The Ohio State football head coach mentored record-breaking Josh Harris at Bowling Green, tutored No. 1 draft pick Alex Smith at Utah and coaxed national championships out of Chris Leak and Tim Tebow at Florida.
Meyer has worked with some great signal callers, for sure, but he knows it's not an easy position to learn. In fact, when the proverbial bullets start flying, it might be the hardest in organized sports – and for that, Meyer says to look at the NFL ranks to see just how many highly touted guys wash out despite all the coaching, skills and experience in the world.
"There's a lot of average quarterbacks out there," Meyer said. "You've got to be tough to stand back there with a pass rush coming and still keep your eyes downfield. I'd say that's probably typical of every quarterback I've been around (to make that rise). You have to fight through that."
His current charge, Braxton Miller, has done an admirable job of that. Meyer recently called him "the most improved quarterback in America" from his up-and-down freshman season in which he completed just 54.1 percent of his passes to his junior season in which he captured his second Big Ten Silver Football while completing 63.5 percent of his passes for 24 touchdowns and seven interceptions.
Of course, his progress is far from over. Meyer has admitted that "Braxton is not where we want him to be," and that much was proved when Miller chose to come back for his senior campaign.
Many expected him to consider heading to the pros following his junior campaign after he finished fifth in the Heisman Trophy voting in 2012, but last year's season that was marred by three games missed with knee injury and two season-ending losses left him with some unfinished business.
It also left NFL draft scouts seemingly unsure where to draft the dual-threat quarterback. Reports indicated the draft advisory board informed him he was a likely mid- to late-round choice, and NFL.com analyst Charles Davis wrote that Miller would be best served by returning for a final campaign.
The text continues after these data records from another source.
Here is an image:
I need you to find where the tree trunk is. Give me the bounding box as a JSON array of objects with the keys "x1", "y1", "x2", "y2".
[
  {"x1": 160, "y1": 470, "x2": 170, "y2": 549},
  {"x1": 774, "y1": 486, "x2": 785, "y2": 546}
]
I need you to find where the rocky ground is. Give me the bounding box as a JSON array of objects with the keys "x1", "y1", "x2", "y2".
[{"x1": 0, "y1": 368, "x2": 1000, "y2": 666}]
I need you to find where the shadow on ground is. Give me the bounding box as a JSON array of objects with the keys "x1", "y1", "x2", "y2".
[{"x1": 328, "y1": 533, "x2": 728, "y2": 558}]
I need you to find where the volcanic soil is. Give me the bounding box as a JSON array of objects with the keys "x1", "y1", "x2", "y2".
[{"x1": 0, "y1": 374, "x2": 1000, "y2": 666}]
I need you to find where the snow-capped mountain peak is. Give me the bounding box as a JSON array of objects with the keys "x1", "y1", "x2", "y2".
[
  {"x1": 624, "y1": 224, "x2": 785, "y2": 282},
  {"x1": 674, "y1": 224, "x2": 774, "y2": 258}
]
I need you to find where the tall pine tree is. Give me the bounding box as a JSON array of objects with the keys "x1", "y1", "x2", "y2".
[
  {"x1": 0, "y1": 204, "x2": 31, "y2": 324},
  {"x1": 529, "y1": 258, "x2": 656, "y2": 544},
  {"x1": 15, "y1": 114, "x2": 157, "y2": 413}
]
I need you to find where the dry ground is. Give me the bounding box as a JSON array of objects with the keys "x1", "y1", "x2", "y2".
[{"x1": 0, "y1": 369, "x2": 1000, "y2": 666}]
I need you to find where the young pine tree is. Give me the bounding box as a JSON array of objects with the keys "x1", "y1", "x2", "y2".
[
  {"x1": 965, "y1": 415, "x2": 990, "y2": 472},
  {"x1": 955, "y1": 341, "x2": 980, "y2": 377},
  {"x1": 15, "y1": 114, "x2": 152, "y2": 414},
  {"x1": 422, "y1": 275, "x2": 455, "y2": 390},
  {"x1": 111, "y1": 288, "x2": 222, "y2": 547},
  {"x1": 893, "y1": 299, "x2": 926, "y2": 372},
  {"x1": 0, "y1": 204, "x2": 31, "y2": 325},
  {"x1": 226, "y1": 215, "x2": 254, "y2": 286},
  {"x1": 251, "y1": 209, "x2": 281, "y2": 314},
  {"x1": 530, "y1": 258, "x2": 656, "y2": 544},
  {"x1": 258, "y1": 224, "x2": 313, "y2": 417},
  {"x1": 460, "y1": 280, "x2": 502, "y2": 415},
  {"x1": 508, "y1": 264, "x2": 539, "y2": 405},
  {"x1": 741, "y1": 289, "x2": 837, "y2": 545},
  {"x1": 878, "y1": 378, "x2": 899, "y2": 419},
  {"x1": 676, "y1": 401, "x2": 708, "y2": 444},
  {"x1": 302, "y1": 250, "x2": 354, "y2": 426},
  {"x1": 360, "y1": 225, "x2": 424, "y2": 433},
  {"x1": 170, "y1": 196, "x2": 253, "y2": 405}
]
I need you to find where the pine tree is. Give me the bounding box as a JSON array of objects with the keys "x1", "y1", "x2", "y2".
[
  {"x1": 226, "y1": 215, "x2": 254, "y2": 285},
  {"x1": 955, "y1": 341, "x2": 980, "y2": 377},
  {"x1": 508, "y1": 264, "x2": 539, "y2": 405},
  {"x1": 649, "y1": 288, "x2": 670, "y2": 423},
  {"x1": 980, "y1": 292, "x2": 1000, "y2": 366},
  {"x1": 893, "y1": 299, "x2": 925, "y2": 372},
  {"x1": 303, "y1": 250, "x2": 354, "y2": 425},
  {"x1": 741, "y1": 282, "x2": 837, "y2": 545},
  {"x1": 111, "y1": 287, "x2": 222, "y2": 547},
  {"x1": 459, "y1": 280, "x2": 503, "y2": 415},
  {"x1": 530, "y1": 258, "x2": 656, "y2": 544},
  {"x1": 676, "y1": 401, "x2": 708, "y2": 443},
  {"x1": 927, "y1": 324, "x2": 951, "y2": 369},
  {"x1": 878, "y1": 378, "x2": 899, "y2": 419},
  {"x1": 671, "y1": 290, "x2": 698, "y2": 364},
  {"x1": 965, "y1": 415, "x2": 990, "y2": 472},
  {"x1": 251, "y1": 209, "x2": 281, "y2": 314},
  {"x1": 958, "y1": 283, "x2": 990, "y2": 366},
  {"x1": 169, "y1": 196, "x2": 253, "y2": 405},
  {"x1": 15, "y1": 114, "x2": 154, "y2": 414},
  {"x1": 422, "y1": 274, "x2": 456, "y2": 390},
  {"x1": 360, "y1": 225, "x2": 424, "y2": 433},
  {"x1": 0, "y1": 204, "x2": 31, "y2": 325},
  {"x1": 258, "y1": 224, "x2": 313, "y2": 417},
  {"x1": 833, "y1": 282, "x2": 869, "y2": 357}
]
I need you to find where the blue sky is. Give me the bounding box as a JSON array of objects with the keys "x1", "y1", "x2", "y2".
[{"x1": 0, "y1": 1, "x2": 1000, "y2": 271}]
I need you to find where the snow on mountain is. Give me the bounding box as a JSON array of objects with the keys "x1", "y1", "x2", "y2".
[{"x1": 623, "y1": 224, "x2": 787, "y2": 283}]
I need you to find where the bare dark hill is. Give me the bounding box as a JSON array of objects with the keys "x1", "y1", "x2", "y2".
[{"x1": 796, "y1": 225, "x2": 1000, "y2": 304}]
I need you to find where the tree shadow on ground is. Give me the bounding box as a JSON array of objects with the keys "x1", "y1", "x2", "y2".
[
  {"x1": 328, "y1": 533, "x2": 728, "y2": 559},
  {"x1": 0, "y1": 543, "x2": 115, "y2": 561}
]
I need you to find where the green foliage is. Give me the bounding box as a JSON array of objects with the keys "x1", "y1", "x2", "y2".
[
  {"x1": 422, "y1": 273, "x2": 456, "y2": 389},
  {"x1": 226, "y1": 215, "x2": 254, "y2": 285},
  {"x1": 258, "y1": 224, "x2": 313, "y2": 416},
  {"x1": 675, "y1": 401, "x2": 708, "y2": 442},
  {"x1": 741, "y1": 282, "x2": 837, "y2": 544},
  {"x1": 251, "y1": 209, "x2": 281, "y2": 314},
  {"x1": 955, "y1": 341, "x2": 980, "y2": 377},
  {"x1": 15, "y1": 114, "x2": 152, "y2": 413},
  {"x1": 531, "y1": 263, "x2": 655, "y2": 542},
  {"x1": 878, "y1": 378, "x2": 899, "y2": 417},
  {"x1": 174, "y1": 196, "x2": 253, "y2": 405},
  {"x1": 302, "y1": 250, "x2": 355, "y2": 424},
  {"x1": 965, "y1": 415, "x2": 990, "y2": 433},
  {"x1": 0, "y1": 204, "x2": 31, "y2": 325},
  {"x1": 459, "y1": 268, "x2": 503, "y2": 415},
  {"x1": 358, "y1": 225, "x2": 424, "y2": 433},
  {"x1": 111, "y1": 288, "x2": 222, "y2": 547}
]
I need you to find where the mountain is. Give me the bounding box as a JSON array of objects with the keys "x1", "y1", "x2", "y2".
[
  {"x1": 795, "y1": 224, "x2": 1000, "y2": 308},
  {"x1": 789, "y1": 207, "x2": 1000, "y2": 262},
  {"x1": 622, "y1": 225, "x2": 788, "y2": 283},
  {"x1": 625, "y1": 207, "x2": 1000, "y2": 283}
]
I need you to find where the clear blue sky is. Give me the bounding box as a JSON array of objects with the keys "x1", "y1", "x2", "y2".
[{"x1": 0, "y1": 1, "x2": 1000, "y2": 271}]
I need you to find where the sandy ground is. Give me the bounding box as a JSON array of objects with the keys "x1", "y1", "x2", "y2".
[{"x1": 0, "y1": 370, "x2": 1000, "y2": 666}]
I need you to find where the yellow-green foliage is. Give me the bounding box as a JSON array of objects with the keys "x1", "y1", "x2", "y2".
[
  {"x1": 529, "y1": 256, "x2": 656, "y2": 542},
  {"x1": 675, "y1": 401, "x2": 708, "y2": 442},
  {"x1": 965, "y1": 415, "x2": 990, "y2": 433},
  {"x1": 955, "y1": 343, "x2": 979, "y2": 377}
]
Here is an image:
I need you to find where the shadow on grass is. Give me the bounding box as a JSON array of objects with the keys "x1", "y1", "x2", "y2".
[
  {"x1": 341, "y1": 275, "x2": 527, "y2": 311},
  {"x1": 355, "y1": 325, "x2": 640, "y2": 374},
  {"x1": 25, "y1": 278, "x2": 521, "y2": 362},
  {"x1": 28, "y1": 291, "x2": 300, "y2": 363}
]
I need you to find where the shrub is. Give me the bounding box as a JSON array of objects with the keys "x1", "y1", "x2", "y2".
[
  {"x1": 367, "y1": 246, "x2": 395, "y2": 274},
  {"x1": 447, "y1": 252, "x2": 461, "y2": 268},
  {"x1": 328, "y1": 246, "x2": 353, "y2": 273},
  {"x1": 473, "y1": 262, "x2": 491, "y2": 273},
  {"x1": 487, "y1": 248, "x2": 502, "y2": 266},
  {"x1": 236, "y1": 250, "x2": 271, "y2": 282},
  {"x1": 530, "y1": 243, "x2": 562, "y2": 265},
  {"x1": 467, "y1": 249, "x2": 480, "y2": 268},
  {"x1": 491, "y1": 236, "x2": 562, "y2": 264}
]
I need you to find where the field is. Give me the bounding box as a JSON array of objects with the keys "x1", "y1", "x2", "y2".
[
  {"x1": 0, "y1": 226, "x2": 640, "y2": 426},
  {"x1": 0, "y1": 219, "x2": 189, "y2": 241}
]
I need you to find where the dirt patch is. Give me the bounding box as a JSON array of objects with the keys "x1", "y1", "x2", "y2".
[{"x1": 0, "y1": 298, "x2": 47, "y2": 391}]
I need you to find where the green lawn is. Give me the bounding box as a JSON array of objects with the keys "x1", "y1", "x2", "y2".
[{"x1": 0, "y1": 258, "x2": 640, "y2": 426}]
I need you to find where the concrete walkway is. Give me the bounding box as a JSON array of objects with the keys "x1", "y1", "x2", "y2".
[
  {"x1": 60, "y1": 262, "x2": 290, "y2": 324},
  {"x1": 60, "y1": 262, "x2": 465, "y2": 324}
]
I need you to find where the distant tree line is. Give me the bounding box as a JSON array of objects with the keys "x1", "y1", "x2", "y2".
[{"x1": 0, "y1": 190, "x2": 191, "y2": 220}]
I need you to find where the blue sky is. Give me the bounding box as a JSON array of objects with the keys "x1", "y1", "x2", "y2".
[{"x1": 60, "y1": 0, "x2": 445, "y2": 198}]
The general consensus among scouts was that his inconsistent passing performances – including his 30-for-60 showing with five TDs and three picks in the last three games of the season – were reason for him to return.
The way Meyer sees it, Miller has progressed from needing to work on fundamentals such as footwork and balance to skills like verbal communication and keeping his eyes on the secondary so he's properly able to diagnose where – and when – to throw the ball.
Improving those two skills will be key as Miller hits the combine circuit a year from now, not to mention as the Buckeyes try to keep the program on its upward trajectory in 2014. Of course, limiting that progress is the fact Miller had offseason shoulder surgery just before the start of spring practice, which will likely prevent him from throwing a ball during the 15-practice session that runs through April 12.
"If he doesn't have a good summer it will cost him a lot," Meyer said. "He'll be a very average player. I think he understands his weaknesses – his verbal skills and keeping his eyes on the secondary. The good thing is you can do that without having him throw. It's obviously better if you throw, but you saw him use every snap, watch things – he was engaged.
"He has a lot riding on this now. If he doesn't fix this, it's a different spot than he wants to be in."
Helping in that realm is a "contraption" devised by the OSU staff and videographer Mark Quisenberry, a camera and microphone system that records both what the QB sees and what he thinks during each play.
"We have a contraption set up where he actually calls the play and he also tells us what he sees in the secondary," Meyer said. "Every play, we're having him say what he sees in the secondary. It'll be a productive spring."
The film taped each day is then broken down by the staff, including offensive coordinator and quarterbacks coach Tom Herman.
"The video itself is just OK," Herman said. "The audio is what I was the most interested in, and it was really good. To be able to stand there and have a conversation and verbalize every single play … ‘OK, here's what I'm looking at. There's the Sam. Ok, it looks like quarters, but the Sam's outside leverage so it might be this and it might be that. I'm going to go here and go there," and just have him talk and talk and talk and talk.
"One of the things we want to do is, he knows football. He's actually really football smart. It's the speaking the language thing that we're working on with him so when a GM or a scout or an offensive coordinator comes in this time next year and puts him on the board, all that football knowledge can come out. So the more he can talk and articulate that, the better."
Just how much Miller is able to continue his improvement this offseason will bear direct influence on both the Buckeyes' 2014 record and where the Huber Heights, Ohio, native ends up being drafted after the season.
One thing is for sure, though – he has his mind set on finishing what he started at Ohio State, one practice observation at a time.
"You want to accomplish things that you didn't accomplish in your first three years," he said. "I feel like I left little things out on the field, and I can achieve all my goals. It's some things I think about, and that's why I wanted to come back."